Why are you reprinting all that right-wing garbage in the back pages of your paper edition? Who reads it, and more importantly, who benefits from it? No, I don’t own your newspaper, but you don’t either.
Maybe you or your ownership should have a thought about allowing your comments section to become a gathering place for people suffering from mental illness who don’t even live in the CNMI. Ever wondered why they post this stuff in the Variety? Because their home newspapers would never allow the dangerous misinformation, hate speech, Bitchute links, and unhinged and completely irrelevant conspiracy theories that this small group of folks posts day in and day out in your comments section. You don’t even have enough basic compassion to cut them off and tell them to get help. Make your reporting the most vibrant thing in your newspaper — don’t count on your commenters’ mental illnesses to give you something interesting to print.

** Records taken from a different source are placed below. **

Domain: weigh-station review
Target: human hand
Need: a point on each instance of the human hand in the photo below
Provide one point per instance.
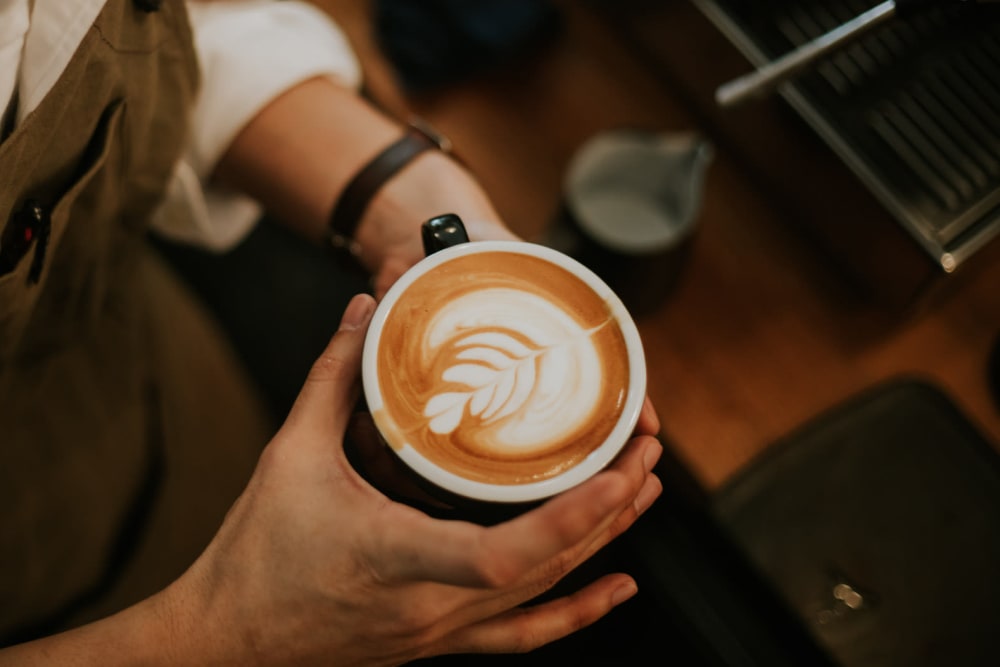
(314, 565)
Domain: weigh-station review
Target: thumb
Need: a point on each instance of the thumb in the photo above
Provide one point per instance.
(332, 386)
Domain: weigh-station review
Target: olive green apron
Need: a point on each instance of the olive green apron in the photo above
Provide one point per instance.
(127, 428)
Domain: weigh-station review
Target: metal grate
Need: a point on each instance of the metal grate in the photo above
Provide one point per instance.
(913, 107)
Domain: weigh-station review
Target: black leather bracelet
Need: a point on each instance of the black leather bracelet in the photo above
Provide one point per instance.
(357, 195)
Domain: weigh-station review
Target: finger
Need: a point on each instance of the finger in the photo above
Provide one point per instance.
(498, 557)
(637, 462)
(649, 422)
(479, 605)
(331, 388)
(525, 629)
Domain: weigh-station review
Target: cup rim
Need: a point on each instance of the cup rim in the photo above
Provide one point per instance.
(594, 462)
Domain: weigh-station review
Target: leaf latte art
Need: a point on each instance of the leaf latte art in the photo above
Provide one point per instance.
(501, 368)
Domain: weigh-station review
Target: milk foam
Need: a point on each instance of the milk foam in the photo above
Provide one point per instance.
(520, 374)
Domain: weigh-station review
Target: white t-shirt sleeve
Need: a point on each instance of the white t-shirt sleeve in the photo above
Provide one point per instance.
(249, 53)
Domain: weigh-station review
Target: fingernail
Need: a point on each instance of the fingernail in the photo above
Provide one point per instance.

How does that feel, to read this kind of raking over the coals? No matter how you feel, your newspaper has improved because of it.
And if you rake the CNMI government and its power barons over the coals the same way I’ve been raking you over the coals, we’ll get somewhere. That’s the goal ultimately, isn’t it? In a world where sending Gusti and Genghi to drop munitions on corruption is illegal, you, The Press, are our only hope.
Unless, as Zaldy implies in his editorials, you’re all nihilists, and nobody should do anything because no one can do anything — but then why is any of you collecting a salary? Especially since it would be trivially easy to get ChatGPT to rewrite The Zaldy Editorial every week, and reword and print some press releases.
As for me? ChatGPT will never replace me. It’s not loopy enough, and it can’t beatbox worth shit.
Mabel Doge Luhan is a woman of loose morals. She resides in Kagman V, where she pursues her passions of crocheting, beatboxing, and falconry.